Tuesday, May 12, 2009

Avoiding the necessary

So....I have to prepare to meet my husband in a few days .Much...much earlier than anticipated.We THOUGHT he was coming in June..We had it all planned:
We were going to steal away for the night, then return home in the wee hours if the night.The kids will not have a clue that he is home.THEN in true Vannell fashion, we were going to have vannell begin to cook breakfast and sing with joy, as if he never deployed.We knew the kids would think they were dreaming, and or going crazy...
Well that plan got nixed for a different one.So now I have to pack, not knowing how long I will be gone for.Thank God my mother is here...and Glynnis make sure you check too..
The thing is, I know exactly what I want and need to pack...I just don't feel like it.
So I am just sittin here waiting till I get the phone call, then imma do the Flinstone shuffle to get the hell outta dodge to see Mr.Until then I will reinvent my list in my head...over and over again.
I am, however , excited about seeing Mr.I cannot wait to see his smile, hear his laugh, and smell his cologne...he always smells soo good.I thank God for a pretty boy on most days....getting ready for church can be hell though...lol.
SO as my journey to Walter Reed unfold, I will try and keep you that follow this blog posted.
Thankfully, he is not in critical or immediate danger.Thankfully, whatever is the problem was found before it became an even bigger problem or became fatal.
I am happy he is coming home, but as we say, wish it was not on these terms.

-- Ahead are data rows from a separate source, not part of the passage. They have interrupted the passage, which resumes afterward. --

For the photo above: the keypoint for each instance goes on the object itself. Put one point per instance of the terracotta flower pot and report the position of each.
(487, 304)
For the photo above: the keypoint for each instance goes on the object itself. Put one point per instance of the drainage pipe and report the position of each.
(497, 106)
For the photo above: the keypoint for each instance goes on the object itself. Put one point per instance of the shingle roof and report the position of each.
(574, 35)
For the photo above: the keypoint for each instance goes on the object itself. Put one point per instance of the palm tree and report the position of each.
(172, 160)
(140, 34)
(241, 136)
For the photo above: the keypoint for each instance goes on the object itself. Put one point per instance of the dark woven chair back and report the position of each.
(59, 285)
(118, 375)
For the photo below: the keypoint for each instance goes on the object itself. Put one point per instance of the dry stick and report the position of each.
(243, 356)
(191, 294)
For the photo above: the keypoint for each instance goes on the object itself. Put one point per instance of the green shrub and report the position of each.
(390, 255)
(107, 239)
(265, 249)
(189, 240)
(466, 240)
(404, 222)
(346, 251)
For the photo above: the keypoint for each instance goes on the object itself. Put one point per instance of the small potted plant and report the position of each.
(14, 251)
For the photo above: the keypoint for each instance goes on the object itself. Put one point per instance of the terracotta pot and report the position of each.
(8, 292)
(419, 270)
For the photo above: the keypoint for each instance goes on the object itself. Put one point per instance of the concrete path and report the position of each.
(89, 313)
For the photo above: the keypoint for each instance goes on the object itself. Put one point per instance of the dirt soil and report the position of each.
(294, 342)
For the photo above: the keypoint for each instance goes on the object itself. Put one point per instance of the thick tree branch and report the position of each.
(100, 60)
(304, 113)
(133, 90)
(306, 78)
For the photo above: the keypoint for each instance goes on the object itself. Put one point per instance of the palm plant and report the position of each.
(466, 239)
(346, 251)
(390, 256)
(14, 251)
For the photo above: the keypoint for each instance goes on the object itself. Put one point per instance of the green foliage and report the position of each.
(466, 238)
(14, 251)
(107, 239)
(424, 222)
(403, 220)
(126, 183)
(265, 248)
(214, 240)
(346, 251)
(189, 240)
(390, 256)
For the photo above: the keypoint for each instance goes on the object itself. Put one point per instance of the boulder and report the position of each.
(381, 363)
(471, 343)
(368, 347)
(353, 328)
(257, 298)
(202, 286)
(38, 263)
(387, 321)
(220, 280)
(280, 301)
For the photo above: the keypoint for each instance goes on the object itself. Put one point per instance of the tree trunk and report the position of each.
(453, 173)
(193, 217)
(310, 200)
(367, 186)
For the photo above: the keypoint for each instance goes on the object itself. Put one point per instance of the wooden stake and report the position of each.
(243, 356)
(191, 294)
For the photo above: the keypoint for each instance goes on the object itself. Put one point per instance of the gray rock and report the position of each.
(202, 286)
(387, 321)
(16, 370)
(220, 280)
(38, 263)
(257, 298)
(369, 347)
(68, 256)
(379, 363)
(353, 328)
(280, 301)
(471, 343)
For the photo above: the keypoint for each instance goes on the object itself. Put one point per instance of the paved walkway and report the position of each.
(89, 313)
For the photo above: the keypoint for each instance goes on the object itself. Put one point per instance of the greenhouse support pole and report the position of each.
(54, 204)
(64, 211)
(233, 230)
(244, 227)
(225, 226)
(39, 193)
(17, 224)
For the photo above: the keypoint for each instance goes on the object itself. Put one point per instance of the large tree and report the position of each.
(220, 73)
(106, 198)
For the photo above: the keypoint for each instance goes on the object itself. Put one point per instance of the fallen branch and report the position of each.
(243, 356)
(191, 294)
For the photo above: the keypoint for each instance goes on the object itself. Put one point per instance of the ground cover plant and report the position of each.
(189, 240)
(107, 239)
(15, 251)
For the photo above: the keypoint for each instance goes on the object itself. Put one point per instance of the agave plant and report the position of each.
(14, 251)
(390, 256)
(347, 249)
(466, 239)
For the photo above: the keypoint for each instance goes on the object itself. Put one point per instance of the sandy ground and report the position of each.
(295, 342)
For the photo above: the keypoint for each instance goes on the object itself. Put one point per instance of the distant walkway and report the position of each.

It's funny, because knowing what I am gonna have to face gettin him all cared for, I am thinking of ways as to how I can make a difference in the lives of soldiers that will be, and have been there for a long time....talkin about selfless(not to toot my own horn...just want to make a difference)
With that being said, I thank God for his love, because he saw pass what he was going to loose and gave us his son, so we might live.That's love, and with the same love that is shown to me and my family, I want to give back to other men and women in the military...including my husband.